Visual object detection and recognition are needed for a wide range of applications including robotics/drones, self-driving cars, smart Internet of Things, and portable/wearable electronics.  For many of these applications, local embedded processing is preferred due to privacy or latency concerns.  In this talk, we will describe how joint algorithm and hardware design can be used to reduce the energy consumption of object detection and recognition while delivering real-time and robust performance.  We will discuss several energy-efficient techniques that exploit sparsity, reduce data movement and storage costs, and show how they can be applied to popular forms of object detection and recognition, including those that use deep convolutional neural nets (CNNs).  We will present results from recently fabricated ASICs (including our deep CNN accelerator named “Eyeriss”) that demonstrate these techniques in real-time computer vision systems.

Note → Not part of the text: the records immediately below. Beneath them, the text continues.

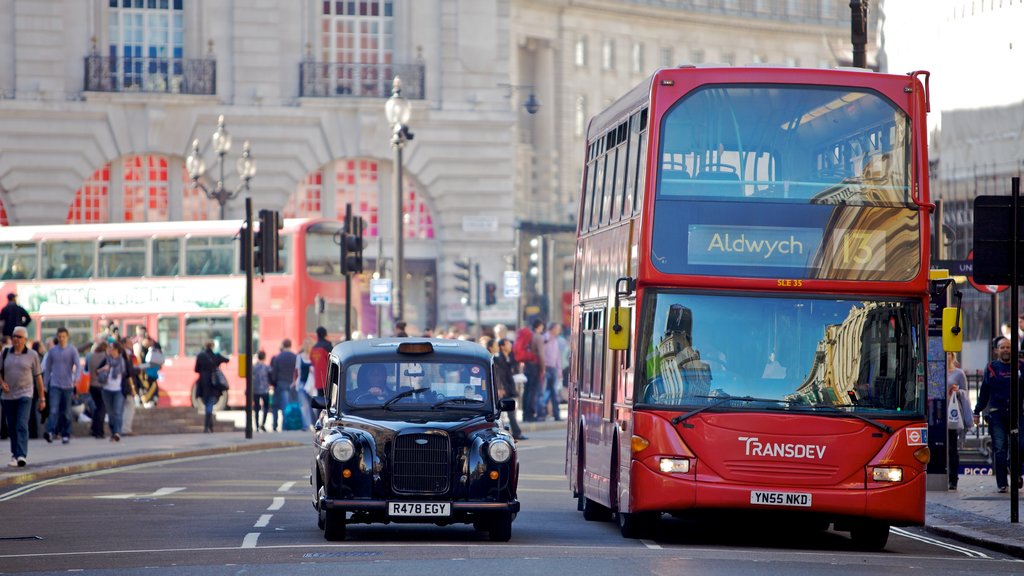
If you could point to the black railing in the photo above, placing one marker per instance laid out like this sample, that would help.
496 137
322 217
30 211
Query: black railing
172 76
358 80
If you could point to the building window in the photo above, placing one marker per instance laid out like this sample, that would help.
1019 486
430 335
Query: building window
580 52
305 201
145 189
360 34
666 57
637 58
145 45
580 116
608 54
90 205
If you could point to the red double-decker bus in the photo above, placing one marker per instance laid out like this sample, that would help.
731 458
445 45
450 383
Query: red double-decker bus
750 300
181 281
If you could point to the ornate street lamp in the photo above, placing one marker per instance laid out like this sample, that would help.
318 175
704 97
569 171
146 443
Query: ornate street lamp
398 111
221 141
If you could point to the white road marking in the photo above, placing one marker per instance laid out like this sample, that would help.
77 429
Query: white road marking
263 521
250 540
966 551
156 494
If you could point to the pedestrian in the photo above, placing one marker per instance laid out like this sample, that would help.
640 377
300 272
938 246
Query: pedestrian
208 362
994 398
552 382
321 355
282 374
504 380
20 373
261 389
302 377
118 380
97 377
62 372
957 421
13 316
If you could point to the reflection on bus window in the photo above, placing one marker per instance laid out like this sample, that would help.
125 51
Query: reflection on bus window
322 251
210 255
168 335
216 329
68 259
851 354
121 258
17 260
166 255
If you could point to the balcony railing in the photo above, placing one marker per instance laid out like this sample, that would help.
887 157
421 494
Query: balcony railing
358 80
172 76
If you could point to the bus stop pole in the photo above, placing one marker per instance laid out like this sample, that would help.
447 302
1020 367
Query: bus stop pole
1015 404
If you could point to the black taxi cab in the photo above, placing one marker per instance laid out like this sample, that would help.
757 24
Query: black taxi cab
410 433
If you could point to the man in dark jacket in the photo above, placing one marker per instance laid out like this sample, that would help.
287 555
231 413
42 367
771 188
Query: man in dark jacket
13 316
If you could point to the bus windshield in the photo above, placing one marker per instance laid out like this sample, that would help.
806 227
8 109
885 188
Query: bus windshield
786 142
854 354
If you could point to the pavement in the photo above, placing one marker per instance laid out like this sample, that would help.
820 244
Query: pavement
975 513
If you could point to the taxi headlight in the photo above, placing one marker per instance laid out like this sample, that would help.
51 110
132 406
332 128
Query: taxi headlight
342 449
500 451
887 474
674 465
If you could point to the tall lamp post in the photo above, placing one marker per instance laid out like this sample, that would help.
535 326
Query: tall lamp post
398 110
221 142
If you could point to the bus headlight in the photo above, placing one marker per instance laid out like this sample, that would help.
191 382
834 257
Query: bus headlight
499 451
674 465
887 474
342 449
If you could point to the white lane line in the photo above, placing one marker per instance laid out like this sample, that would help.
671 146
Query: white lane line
966 551
263 521
250 540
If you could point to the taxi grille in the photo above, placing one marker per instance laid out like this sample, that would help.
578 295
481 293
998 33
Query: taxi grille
422 463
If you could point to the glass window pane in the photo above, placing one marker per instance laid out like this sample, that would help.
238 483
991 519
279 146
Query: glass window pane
216 329
68 259
168 334
17 260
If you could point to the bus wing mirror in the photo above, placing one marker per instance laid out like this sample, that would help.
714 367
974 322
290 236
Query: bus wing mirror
952 332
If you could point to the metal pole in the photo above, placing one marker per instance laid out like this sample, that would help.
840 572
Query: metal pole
1015 456
247 240
397 141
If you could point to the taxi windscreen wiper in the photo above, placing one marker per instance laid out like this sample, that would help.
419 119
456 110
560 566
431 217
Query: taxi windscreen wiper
725 400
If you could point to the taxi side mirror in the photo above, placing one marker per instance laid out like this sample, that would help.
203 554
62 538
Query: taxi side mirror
952 332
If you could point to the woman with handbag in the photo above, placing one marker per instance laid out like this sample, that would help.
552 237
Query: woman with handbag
211 382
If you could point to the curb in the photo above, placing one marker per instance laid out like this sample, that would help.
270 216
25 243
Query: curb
61 470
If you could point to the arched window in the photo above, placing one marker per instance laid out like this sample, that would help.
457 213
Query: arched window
90 204
357 181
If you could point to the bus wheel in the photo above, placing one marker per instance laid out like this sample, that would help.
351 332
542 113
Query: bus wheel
592 511
869 536
334 525
637 525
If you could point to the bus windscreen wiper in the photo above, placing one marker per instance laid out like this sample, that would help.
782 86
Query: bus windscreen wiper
884 427
724 400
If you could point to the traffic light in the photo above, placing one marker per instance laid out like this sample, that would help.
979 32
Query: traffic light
351 245
462 275
491 293
268 241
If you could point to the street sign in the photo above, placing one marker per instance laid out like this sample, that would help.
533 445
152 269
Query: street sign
380 291
512 284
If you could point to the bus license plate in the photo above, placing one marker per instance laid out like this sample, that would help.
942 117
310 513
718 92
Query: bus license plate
780 498
419 508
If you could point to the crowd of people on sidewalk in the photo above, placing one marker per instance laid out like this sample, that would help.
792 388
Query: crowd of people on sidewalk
46 385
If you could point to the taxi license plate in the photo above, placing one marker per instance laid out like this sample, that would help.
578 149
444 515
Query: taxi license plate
802 499
419 508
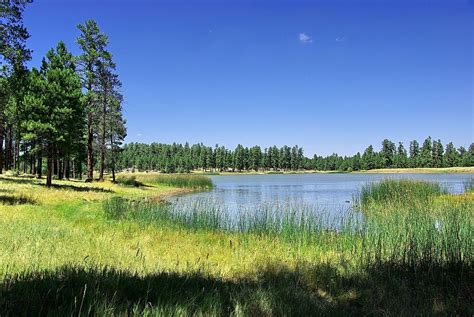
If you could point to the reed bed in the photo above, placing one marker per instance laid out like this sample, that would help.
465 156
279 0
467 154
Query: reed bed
406 233
121 253
401 191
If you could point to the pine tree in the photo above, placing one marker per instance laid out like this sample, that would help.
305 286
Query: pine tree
93 45
13 78
54 107
451 155
414 154
388 152
426 159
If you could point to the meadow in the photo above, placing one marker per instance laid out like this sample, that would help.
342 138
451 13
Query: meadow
107 249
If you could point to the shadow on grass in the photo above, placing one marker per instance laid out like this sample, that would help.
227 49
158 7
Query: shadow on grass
313 290
55 185
16 200
79 188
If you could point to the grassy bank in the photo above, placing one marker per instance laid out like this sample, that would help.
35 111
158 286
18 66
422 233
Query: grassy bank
174 180
445 170
108 249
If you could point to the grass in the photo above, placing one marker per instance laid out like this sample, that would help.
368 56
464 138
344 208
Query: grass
106 249
421 170
173 180
400 192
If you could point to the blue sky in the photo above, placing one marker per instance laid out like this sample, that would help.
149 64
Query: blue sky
328 76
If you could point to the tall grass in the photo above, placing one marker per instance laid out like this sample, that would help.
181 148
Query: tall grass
174 180
400 224
401 191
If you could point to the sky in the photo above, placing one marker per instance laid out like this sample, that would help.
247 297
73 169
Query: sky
330 76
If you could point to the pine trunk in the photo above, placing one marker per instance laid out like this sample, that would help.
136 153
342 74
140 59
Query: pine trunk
1 145
39 166
102 139
90 153
49 167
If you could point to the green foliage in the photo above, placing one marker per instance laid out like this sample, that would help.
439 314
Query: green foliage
403 191
128 180
174 180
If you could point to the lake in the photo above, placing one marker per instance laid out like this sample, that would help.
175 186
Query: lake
331 194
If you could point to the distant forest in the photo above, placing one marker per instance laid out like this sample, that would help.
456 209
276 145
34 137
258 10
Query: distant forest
171 158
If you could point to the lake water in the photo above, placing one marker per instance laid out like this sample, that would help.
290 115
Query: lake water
330 193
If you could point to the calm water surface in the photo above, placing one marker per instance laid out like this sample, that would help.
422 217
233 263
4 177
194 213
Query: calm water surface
331 193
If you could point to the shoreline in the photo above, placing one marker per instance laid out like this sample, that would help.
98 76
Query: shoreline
423 170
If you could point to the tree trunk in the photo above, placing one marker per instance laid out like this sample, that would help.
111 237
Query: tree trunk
49 167
112 156
60 169
73 168
66 168
1 144
8 149
102 139
39 167
90 153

Vivienne Sze is an Assistant Professor at MIT in the Electrical Engineering and Computer Science Department.  Her research interests include energy-aware signal processing algorithms, and low-power circuit and system design for multimedia applications. Prior to joining MIT, she was a Member of Technical Staff in the R&D Center at TI, where she developed algorithms and hardware for the latest video coding standard H.265/HEVC.  She is a co-editor of the book entitled “High Efficiency Video Coding (HEVC): Algorithms and Architectures” (Springer, 2014).  

Dr. Sze received the B.A.Sc. degree from the University of Toronto in 2004, and the S.M. and Ph.D. degree from MIT in 2006 and 2010, respectively. In 2011, she was awarded the Jin-Au Kong Outstanding Doctoral Thesis Prize in electrical engineering at MIT for her thesis on “Parallel Algorithms and Architectures for Low Power Video Decoding”.  She is a recipient of the 2016 3M Non-tenured Faculty Award, the 2014 DARPA Young Faculty Award, the 2007 DAC/ISSCC Student Design Contest Award and a co-recipient of the 2008 A-SSCC Outstanding Design Award.